Extraits repensés III : Ça ne s’arrête pas

Cet article est le troisième d’une série de trois articles intitulée « Extraits repensés ». Vous pouvez trouver le premier volet ici et le deuxième volet ici.

Alors, où étions-nous ? Ah oui, les banales vérités qu’on découvre en dernier.

Savez-vous qu’à part les périodes de Tedium, ce sont nos échecs qui nous construisent ?

Je vais vous raconter l’histoire d’un roi népalais datant de deux millénaires. Shuddhodana était un roi très riche et leader du clan Shakya, qui vivait dans les montagnes. Un jour, lorsqu’une de ses femmes était enceinte, il eut la brillante idée d’avoir le fils parfait. Il a alors décidé de ne jamais le laisser quitter le palais, de lui donner absolument tout ce qu’il voulait, et de lui fournir tous les servants qu’il pouvait lui fournir. Le gamin s’est avéré gros, bête et astronomiquement gâté. Il était inévitable qu’un jour ou l’autre le petit veuille explorer l’au-delà du palace.
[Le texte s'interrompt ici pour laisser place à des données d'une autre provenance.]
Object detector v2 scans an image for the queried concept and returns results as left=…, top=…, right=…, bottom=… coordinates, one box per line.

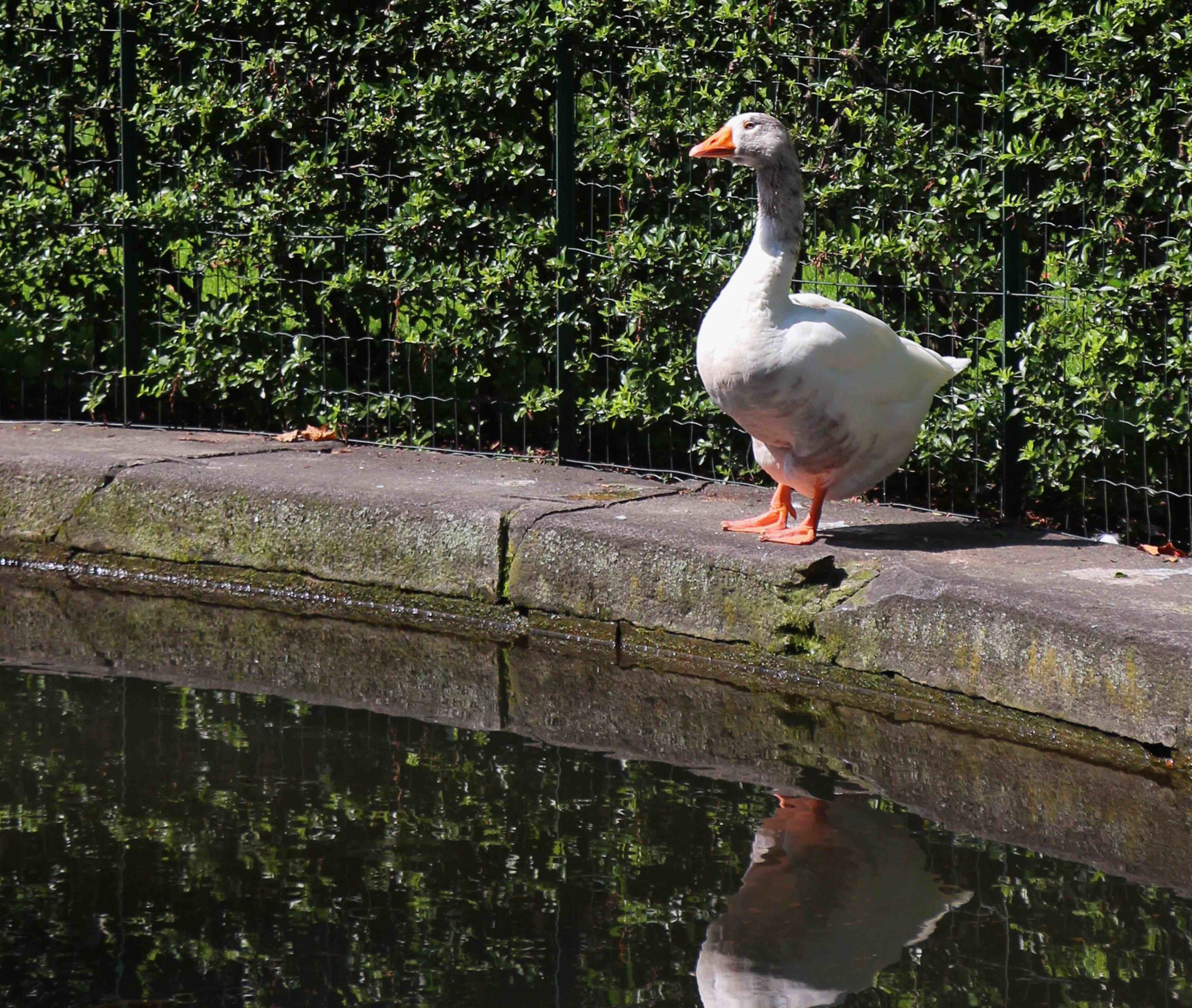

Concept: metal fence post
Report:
left=119, top=4, right=141, bottom=423
left=1001, top=0, right=1029, bottom=516
left=554, top=38, right=578, bottom=461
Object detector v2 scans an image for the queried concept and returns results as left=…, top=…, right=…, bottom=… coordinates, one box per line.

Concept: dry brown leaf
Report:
left=1138, top=542, right=1187, bottom=563
left=273, top=423, right=340, bottom=445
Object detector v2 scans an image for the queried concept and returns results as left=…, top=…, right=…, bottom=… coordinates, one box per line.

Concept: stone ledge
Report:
left=0, top=424, right=1192, bottom=751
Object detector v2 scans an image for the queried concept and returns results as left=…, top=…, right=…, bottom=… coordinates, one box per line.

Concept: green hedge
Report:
left=0, top=0, right=1192, bottom=539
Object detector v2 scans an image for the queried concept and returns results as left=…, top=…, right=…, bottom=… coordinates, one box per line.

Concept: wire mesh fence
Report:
left=0, top=0, right=1192, bottom=543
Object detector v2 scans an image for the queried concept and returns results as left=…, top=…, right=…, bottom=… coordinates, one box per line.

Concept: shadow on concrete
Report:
left=821, top=520, right=1098, bottom=553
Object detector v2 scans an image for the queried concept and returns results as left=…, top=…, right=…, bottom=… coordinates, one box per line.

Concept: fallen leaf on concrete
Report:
left=1138, top=542, right=1187, bottom=563
left=273, top=424, right=340, bottom=445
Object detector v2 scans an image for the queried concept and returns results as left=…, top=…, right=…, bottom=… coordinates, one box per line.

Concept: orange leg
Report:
left=762, top=486, right=825, bottom=546
left=720, top=482, right=795, bottom=533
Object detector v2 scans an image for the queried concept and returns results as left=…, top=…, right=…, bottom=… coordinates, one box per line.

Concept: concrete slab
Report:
left=57, top=433, right=673, bottom=603
left=0, top=423, right=285, bottom=542
left=509, top=486, right=1192, bottom=748
left=0, top=424, right=1192, bottom=752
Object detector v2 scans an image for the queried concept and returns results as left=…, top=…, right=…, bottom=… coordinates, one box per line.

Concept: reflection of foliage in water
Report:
left=0, top=673, right=1192, bottom=1004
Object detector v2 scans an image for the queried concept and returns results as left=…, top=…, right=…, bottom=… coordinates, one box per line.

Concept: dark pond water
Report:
left=0, top=670, right=1192, bottom=1008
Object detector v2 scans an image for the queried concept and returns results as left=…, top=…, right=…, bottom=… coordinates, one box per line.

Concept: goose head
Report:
left=690, top=112, right=794, bottom=168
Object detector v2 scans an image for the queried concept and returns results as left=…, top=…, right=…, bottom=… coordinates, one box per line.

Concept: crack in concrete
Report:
left=509, top=486, right=687, bottom=565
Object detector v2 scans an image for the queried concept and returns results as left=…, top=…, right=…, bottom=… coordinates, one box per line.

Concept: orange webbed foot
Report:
left=720, top=485, right=795, bottom=534
left=762, top=526, right=815, bottom=546
left=720, top=511, right=789, bottom=533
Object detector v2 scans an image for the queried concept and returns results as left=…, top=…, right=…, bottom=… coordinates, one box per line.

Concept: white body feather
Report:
left=696, top=237, right=969, bottom=499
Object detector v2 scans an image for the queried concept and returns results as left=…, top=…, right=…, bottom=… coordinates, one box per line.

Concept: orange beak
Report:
left=689, top=126, right=737, bottom=157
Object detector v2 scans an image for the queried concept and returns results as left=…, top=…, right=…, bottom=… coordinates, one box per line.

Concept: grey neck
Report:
left=753, top=148, right=803, bottom=264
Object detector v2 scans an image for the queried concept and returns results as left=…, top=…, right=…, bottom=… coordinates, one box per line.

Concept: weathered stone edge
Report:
left=0, top=446, right=1192, bottom=751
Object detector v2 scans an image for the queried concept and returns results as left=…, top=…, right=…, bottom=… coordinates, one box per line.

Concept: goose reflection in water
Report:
left=696, top=791, right=971, bottom=1008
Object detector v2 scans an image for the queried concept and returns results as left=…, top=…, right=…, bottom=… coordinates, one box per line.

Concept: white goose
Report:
left=690, top=112, right=969, bottom=545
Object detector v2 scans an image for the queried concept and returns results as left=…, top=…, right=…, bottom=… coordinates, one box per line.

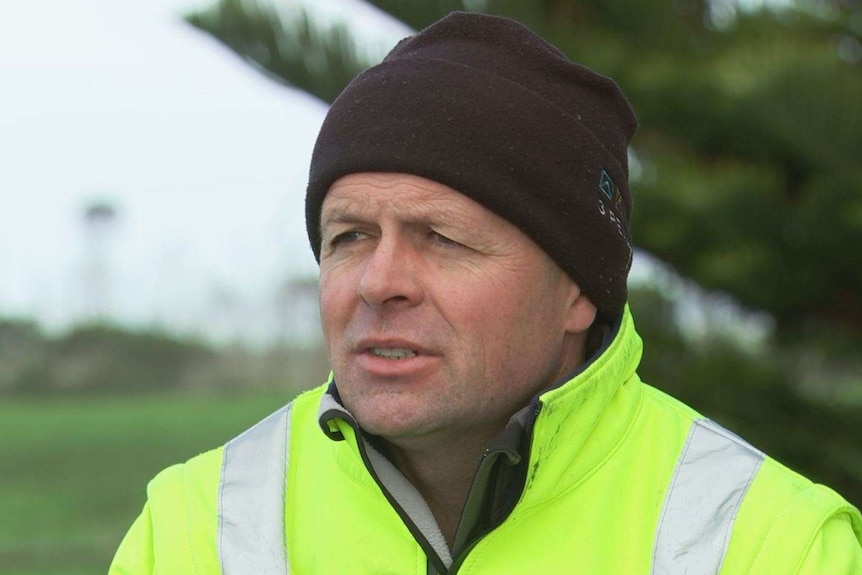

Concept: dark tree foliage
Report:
left=184, top=0, right=862, bottom=503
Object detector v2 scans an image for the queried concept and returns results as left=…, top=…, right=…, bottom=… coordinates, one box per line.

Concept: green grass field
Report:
left=0, top=392, right=294, bottom=575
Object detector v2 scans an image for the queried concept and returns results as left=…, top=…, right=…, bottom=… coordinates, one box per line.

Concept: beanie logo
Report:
left=599, top=169, right=616, bottom=200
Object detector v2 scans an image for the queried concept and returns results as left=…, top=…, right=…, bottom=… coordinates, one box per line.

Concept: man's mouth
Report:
left=368, top=347, right=419, bottom=359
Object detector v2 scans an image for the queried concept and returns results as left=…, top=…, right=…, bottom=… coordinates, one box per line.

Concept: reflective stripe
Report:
left=652, top=419, right=764, bottom=575
left=217, top=404, right=292, bottom=575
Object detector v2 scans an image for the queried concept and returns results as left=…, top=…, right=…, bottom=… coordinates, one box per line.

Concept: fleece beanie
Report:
left=306, top=12, right=637, bottom=316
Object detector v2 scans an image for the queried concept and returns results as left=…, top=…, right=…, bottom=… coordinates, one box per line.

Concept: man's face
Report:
left=320, top=173, right=595, bottom=444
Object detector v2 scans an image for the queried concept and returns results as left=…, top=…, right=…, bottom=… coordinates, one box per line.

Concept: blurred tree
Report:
left=188, top=0, right=862, bottom=502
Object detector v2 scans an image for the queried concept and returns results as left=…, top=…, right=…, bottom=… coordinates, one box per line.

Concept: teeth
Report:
left=371, top=347, right=416, bottom=359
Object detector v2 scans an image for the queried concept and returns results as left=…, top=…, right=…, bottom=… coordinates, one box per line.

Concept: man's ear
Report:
left=566, top=285, right=596, bottom=334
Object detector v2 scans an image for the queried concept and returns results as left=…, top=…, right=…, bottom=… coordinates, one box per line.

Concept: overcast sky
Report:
left=0, top=0, right=406, bottom=342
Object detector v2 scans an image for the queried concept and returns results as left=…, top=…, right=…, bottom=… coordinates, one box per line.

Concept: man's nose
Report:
left=359, top=237, right=424, bottom=308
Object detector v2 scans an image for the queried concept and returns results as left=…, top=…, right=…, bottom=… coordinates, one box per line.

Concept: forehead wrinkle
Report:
left=321, top=180, right=484, bottom=229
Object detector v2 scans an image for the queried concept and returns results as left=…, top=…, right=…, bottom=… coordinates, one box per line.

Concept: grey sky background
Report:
left=0, top=0, right=406, bottom=339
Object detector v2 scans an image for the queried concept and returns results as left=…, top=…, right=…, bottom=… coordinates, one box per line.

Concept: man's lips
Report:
left=353, top=337, right=437, bottom=359
left=354, top=338, right=439, bottom=380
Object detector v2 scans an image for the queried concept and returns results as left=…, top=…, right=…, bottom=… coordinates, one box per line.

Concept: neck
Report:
left=389, top=437, right=490, bottom=548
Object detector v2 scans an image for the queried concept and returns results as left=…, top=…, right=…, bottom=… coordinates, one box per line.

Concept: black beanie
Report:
left=305, top=12, right=637, bottom=315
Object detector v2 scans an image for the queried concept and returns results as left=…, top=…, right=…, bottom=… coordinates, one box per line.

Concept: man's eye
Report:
left=329, top=230, right=365, bottom=247
left=430, top=230, right=461, bottom=247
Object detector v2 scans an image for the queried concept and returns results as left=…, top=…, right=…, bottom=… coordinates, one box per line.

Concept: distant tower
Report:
left=84, top=201, right=117, bottom=323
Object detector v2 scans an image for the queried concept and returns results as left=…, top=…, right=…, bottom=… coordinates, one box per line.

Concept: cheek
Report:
left=318, top=272, right=356, bottom=340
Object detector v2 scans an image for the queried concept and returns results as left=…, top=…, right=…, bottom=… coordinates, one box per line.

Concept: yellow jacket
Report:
left=110, top=310, right=862, bottom=575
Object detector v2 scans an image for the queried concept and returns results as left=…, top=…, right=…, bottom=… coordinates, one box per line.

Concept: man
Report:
left=111, top=13, right=862, bottom=575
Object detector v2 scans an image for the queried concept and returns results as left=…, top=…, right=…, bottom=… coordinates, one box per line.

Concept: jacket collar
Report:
left=516, top=306, right=643, bottom=504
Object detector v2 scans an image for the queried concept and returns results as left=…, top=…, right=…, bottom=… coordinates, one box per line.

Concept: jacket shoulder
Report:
left=722, top=444, right=862, bottom=575
left=147, top=447, right=224, bottom=574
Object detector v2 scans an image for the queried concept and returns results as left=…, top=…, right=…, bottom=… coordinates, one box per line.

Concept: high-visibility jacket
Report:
left=110, top=311, right=862, bottom=575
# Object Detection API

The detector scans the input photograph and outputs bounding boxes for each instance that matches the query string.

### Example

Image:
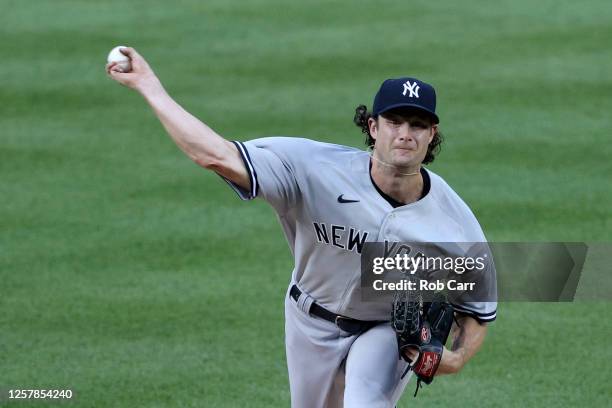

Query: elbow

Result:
[185,141,228,172]
[194,155,222,171]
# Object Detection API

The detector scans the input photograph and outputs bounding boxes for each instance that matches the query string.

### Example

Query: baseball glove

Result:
[391,290,454,397]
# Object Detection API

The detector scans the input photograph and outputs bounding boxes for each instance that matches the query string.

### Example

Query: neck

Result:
[370,156,423,204]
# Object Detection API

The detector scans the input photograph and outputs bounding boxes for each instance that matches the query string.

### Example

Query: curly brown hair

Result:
[353,105,444,164]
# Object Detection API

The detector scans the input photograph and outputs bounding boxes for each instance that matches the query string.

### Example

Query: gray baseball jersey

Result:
[228,137,497,321]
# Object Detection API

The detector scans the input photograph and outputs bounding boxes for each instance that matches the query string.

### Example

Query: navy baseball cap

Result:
[372,77,440,123]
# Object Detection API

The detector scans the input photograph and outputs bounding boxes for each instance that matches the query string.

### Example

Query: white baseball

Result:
[106,45,132,72]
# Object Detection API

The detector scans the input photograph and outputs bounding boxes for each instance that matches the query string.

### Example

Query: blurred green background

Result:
[0,0,612,407]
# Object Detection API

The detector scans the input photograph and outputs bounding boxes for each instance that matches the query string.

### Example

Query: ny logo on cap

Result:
[402,81,420,98]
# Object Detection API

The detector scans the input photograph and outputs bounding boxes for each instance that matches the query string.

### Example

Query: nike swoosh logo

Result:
[338,194,359,203]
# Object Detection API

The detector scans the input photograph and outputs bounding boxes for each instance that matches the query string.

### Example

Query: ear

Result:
[368,118,378,140]
[427,125,438,144]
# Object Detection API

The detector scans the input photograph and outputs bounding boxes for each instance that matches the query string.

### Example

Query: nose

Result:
[399,122,414,142]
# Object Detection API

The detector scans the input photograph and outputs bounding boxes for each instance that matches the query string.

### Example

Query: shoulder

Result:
[426,169,486,242]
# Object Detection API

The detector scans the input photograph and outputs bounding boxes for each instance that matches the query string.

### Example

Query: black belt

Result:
[289,285,380,334]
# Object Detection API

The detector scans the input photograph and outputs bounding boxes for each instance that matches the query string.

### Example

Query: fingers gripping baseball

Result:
[106,47,159,93]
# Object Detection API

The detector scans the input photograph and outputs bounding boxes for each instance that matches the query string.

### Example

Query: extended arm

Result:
[436,314,487,375]
[106,47,250,190]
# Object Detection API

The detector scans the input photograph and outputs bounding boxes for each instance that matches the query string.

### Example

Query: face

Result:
[368,110,438,167]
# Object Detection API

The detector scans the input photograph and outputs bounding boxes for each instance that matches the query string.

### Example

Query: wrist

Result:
[138,77,166,102]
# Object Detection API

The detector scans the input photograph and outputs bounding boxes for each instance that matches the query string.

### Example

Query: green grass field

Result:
[0,0,612,407]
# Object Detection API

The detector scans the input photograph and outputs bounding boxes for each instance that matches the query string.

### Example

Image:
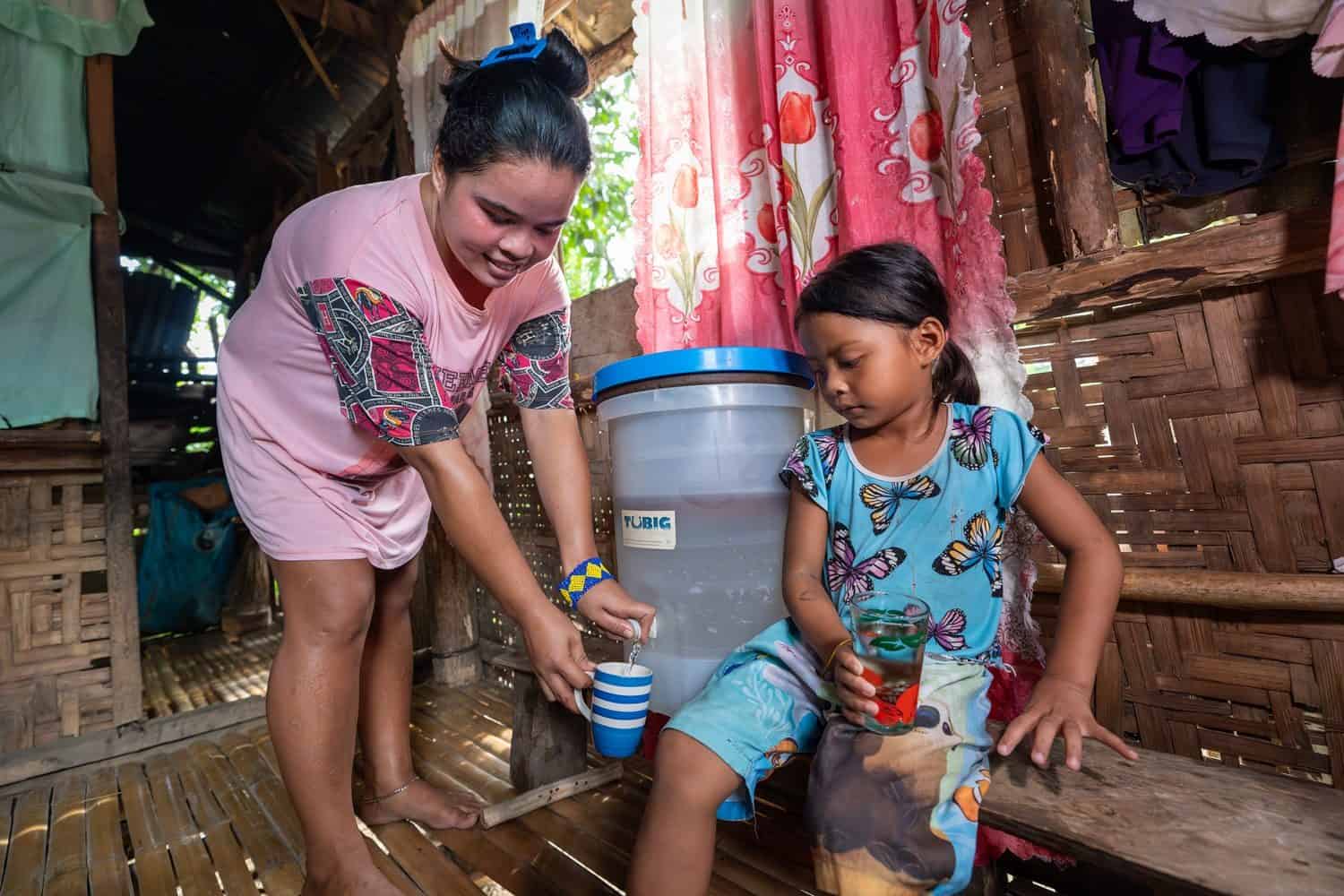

Il a alors eu l’idée un soir de s’enfuir du château pour aller explorer. Ce qu’il vit se révéla être tout le contraire de ce qu’il attendait. Lorsqu’il est arrivé au village, il a découvert le monde, il a découvert la misère et il a découvert la souffrance. Il vit des gens dormir dans le froid, sans toit ni couverture et, venant s’ajouter à leurs ennuis, la famine.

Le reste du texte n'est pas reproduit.